Oscar Whitehair, 74, a Navajo Indian who lives in the Big Mountain area of northeastern Arizona, testified in a federal court hearing that "like a tree that is moved, I would wither and die," if he is forced to move off land his tribe has occupied for more than a century.
Whitehair and other Navajos testified Tuesday in a hearing aimed at overturning a federal law that ordered the relocation of Navajos and Hopis when lands that had been disputed for more than a century were partitioned between the two tribes.The Navajos testified that relocation to other areas of the reservation would destroy their traditional religious practices.
All of the 100 Hopi families and most of the 1,000 Navajo families left the former Joint-Use Area lands after the 1974 Relocation Act. About 220 Navajo families remain on Hopi partitioned land.
In January, the Big Mountain Legal Office, a legal-aid group based in Flagstaff, filed a class-action lawsuit seeking to enjoin the government from forcing the relocation of the Big Mountain residents.
The legal office claims that the Navajos' First Amendment rights regarding religious preference would be affected if they were moved.
Its suit was the basis for Tuesday's hearing before federal Judge Earl Carroll. The hearing was expected to continue Wednesday.
Whitehair testified that relocation would be worse than living where he does now, even though livestock reductions ordered by the Hopi Tribe have made life difficult for his family.

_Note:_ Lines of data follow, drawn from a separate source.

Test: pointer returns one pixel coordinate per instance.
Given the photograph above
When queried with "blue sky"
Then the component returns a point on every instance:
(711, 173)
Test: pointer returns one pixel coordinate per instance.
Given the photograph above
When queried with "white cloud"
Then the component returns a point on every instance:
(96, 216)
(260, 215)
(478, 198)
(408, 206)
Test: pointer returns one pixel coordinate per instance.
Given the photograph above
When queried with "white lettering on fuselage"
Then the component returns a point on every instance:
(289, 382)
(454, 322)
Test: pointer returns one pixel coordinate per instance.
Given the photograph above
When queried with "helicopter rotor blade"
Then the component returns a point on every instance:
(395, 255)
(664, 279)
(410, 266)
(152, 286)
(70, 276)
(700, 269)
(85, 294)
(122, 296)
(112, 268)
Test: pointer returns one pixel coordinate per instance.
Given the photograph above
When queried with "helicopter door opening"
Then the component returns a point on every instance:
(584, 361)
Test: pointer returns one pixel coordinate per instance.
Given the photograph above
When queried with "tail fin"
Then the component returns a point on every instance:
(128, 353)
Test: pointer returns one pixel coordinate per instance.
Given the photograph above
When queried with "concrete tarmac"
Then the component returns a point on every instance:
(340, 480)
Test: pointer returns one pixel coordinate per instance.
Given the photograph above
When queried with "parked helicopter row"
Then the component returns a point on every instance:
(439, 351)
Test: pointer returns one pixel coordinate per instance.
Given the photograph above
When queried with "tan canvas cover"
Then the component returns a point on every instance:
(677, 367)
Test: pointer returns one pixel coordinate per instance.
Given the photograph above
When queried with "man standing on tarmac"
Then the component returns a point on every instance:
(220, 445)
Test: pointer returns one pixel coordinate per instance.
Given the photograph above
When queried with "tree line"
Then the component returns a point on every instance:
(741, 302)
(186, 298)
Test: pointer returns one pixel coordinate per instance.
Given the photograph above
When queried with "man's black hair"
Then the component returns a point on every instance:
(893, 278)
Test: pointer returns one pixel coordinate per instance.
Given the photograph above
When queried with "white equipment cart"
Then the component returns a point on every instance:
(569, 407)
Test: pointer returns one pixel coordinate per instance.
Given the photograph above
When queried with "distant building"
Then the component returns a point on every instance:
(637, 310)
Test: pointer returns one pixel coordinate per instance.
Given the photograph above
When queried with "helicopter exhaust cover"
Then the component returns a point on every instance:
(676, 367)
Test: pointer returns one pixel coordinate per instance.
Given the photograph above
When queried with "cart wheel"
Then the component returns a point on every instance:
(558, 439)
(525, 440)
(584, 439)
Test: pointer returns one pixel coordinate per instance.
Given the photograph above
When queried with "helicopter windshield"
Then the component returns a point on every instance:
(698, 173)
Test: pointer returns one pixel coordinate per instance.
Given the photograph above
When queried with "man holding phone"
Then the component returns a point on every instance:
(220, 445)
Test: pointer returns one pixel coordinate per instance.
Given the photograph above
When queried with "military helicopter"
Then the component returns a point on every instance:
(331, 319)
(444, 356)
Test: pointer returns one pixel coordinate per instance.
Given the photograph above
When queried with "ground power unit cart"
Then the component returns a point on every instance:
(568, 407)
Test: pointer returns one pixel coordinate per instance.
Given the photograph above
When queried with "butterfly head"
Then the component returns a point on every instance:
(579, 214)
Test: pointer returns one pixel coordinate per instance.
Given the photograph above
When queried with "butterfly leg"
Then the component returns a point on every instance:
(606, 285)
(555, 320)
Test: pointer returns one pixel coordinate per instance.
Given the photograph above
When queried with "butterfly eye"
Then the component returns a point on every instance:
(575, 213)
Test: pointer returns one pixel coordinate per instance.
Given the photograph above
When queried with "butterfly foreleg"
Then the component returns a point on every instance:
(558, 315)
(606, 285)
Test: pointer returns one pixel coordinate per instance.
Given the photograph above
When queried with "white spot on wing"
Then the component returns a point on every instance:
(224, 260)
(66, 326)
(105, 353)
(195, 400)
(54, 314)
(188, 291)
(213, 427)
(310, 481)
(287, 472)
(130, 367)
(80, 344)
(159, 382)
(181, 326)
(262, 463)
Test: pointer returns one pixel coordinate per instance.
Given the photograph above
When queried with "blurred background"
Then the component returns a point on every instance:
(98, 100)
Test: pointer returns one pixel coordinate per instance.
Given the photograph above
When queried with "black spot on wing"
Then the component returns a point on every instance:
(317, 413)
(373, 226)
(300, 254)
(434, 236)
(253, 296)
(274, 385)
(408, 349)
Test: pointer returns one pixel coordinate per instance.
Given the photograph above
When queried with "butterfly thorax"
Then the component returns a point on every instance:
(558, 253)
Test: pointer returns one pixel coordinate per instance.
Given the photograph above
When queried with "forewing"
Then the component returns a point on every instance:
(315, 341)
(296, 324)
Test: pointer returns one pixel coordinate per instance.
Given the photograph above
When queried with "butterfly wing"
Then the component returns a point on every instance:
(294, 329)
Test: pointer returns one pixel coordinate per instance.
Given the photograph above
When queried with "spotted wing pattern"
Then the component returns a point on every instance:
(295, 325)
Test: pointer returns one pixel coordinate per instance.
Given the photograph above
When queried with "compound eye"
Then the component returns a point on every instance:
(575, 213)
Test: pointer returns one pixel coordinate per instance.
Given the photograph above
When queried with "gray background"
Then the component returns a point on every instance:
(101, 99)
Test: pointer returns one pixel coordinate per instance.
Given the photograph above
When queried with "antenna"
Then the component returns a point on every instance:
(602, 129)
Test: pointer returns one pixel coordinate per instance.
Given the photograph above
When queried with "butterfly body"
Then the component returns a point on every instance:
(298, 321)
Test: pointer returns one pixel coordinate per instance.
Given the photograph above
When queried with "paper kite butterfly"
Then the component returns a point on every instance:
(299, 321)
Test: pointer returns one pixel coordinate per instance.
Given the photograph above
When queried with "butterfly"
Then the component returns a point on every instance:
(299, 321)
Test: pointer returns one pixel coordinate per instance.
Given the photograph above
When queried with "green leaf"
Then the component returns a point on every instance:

Whitehair, who lives in Cactus Canyon, said he has refused to move "because my roots are deeply embedded in the earth there."

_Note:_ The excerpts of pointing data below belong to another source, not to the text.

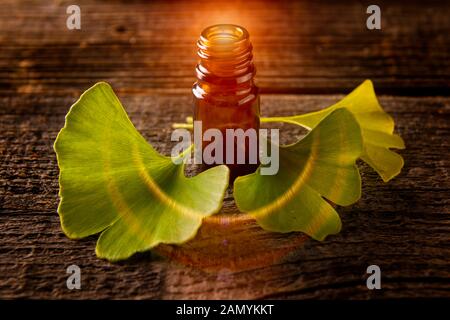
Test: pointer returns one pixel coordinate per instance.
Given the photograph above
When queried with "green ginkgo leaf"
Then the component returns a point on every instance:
(376, 125)
(321, 165)
(111, 178)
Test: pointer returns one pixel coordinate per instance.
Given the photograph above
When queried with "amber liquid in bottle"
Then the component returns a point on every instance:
(225, 96)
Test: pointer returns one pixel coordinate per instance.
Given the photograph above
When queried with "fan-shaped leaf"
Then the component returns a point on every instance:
(111, 178)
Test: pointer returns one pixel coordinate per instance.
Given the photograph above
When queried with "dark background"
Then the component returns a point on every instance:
(308, 55)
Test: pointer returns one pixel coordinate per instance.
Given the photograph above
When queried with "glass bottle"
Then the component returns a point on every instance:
(225, 95)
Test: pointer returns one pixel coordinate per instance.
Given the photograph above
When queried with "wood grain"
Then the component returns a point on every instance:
(402, 226)
(146, 50)
(300, 47)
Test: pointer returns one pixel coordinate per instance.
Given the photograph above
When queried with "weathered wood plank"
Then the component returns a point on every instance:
(300, 47)
(402, 226)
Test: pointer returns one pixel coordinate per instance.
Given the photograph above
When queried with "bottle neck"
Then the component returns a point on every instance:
(226, 65)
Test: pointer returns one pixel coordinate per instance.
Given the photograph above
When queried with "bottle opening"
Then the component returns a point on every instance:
(223, 35)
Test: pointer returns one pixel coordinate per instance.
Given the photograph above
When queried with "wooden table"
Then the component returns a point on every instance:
(308, 55)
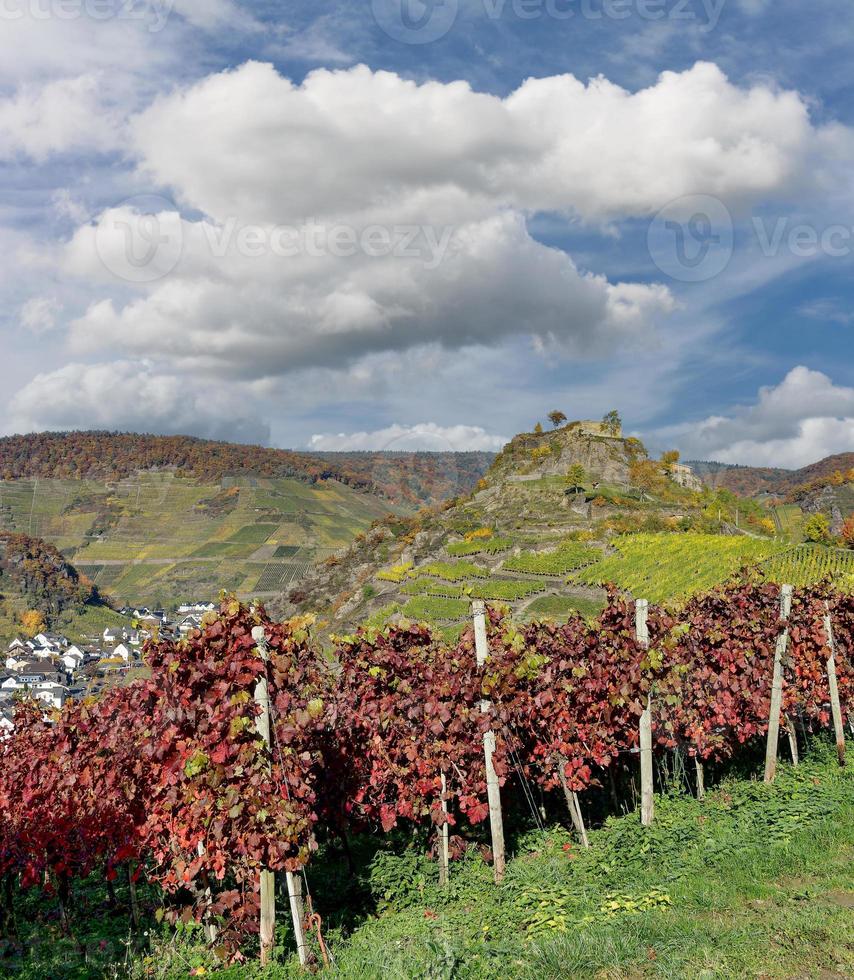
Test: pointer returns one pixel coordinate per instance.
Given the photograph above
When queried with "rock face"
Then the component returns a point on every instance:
(835, 501)
(533, 455)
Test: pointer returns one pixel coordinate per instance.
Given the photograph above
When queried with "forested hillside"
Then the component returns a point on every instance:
(410, 478)
(751, 480)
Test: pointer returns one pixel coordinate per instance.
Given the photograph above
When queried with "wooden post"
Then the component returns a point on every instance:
(444, 838)
(647, 798)
(777, 687)
(493, 788)
(297, 915)
(835, 707)
(793, 739)
(132, 897)
(572, 805)
(210, 928)
(268, 878)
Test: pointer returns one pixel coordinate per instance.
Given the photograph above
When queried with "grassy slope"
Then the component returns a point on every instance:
(160, 520)
(660, 567)
(756, 881)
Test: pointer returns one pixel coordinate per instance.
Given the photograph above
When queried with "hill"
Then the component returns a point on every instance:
(156, 519)
(36, 581)
(749, 481)
(406, 478)
(558, 516)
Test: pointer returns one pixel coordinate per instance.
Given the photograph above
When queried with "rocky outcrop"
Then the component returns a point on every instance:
(532, 455)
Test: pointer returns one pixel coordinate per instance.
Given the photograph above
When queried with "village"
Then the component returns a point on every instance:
(50, 668)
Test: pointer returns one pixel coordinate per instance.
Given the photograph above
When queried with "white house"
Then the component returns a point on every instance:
(199, 608)
(7, 726)
(51, 693)
(72, 659)
(122, 651)
(188, 624)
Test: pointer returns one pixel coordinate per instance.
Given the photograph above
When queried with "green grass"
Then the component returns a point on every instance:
(807, 564)
(755, 881)
(454, 571)
(506, 590)
(480, 546)
(432, 610)
(661, 567)
(157, 516)
(562, 607)
(567, 557)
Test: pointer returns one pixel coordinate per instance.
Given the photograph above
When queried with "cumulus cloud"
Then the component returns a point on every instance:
(133, 396)
(444, 179)
(38, 315)
(554, 144)
(425, 436)
(799, 421)
(259, 316)
(61, 116)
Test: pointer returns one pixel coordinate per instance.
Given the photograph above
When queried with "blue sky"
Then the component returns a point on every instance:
(215, 222)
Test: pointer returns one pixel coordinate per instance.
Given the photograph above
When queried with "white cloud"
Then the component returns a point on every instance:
(425, 436)
(263, 316)
(64, 115)
(248, 147)
(130, 395)
(38, 315)
(554, 144)
(797, 422)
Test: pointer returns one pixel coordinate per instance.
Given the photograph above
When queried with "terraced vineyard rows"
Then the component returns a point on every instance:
(569, 556)
(141, 539)
(807, 564)
(664, 567)
(480, 546)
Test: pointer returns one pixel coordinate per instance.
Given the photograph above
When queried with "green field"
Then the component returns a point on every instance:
(561, 607)
(662, 567)
(570, 555)
(809, 563)
(480, 546)
(158, 538)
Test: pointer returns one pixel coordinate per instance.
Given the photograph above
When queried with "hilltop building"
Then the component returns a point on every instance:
(590, 427)
(685, 477)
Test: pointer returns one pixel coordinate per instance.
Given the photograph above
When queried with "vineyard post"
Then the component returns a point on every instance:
(793, 740)
(835, 706)
(573, 805)
(444, 837)
(268, 878)
(777, 686)
(493, 788)
(210, 928)
(647, 799)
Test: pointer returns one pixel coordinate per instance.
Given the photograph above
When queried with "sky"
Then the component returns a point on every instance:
(403, 224)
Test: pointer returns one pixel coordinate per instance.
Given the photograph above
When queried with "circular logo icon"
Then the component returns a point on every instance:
(141, 239)
(415, 21)
(691, 238)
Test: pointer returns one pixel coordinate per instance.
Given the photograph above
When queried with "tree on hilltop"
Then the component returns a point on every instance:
(576, 475)
(612, 422)
(817, 529)
(669, 459)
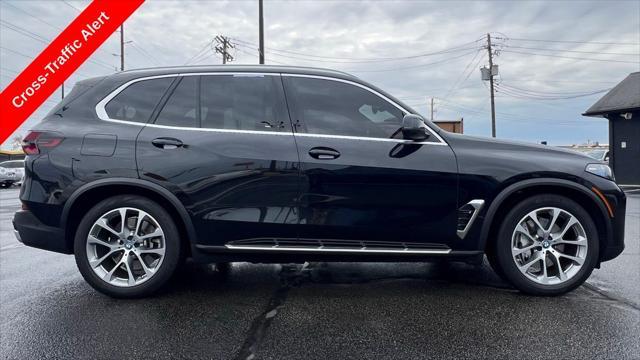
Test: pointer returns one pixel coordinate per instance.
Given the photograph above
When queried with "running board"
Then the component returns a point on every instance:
(337, 246)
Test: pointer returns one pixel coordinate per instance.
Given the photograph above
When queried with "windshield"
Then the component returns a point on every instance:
(596, 154)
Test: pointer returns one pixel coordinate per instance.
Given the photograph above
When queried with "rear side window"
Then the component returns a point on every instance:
(336, 108)
(137, 102)
(242, 102)
(181, 108)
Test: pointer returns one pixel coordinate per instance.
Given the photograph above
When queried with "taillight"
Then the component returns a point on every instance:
(35, 141)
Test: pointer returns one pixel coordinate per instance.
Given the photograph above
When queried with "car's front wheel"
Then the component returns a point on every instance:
(127, 246)
(546, 245)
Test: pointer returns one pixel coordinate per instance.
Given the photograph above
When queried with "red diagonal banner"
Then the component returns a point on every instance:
(60, 59)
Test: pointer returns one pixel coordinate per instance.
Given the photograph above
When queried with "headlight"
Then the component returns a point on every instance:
(601, 170)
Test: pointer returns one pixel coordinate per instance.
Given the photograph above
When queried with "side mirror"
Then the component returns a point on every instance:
(414, 128)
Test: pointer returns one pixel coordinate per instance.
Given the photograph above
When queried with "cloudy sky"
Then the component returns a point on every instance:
(556, 57)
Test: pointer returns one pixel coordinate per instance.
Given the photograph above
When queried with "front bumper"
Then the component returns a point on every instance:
(31, 232)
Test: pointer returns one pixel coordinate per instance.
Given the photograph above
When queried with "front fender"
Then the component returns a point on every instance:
(532, 183)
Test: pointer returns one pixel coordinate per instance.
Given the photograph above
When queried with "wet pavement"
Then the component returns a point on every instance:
(315, 311)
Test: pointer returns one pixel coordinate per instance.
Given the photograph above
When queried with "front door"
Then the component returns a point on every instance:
(363, 186)
(224, 144)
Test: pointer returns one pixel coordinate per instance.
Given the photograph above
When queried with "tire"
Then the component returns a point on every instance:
(583, 253)
(127, 251)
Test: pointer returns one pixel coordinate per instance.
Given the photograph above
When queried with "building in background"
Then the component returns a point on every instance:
(456, 126)
(621, 106)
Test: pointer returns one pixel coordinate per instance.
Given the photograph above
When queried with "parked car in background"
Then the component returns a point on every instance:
(599, 154)
(11, 172)
(135, 171)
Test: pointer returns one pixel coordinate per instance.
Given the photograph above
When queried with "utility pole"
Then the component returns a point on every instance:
(261, 32)
(122, 47)
(223, 48)
(493, 104)
(431, 109)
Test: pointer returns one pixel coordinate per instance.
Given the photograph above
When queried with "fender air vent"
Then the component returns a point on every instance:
(467, 215)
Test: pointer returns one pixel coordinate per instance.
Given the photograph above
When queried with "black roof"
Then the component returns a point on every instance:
(624, 97)
(237, 68)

He and several other Navajos said relocation would force them to leave sacred areas they use for prayer.
The relocation was ordered under the auspices of the 1974 Relocation Act, passed by Congress in an attempt to resolve a century-old land dispute between the Navajo and Hopi tribes.
The Hopis say that Navajos encroached on their traditional land over time as many Navajos migrated west from northeastern Arizona and northwestern New Mexico.
But the Navajos contend the disputed land was not being used before they arrived generations ago.
The Navajo Reservation surrounds the much smaller Hopi Reservation, and large portions of land west and south of the Hopi Reservation still are in dispute.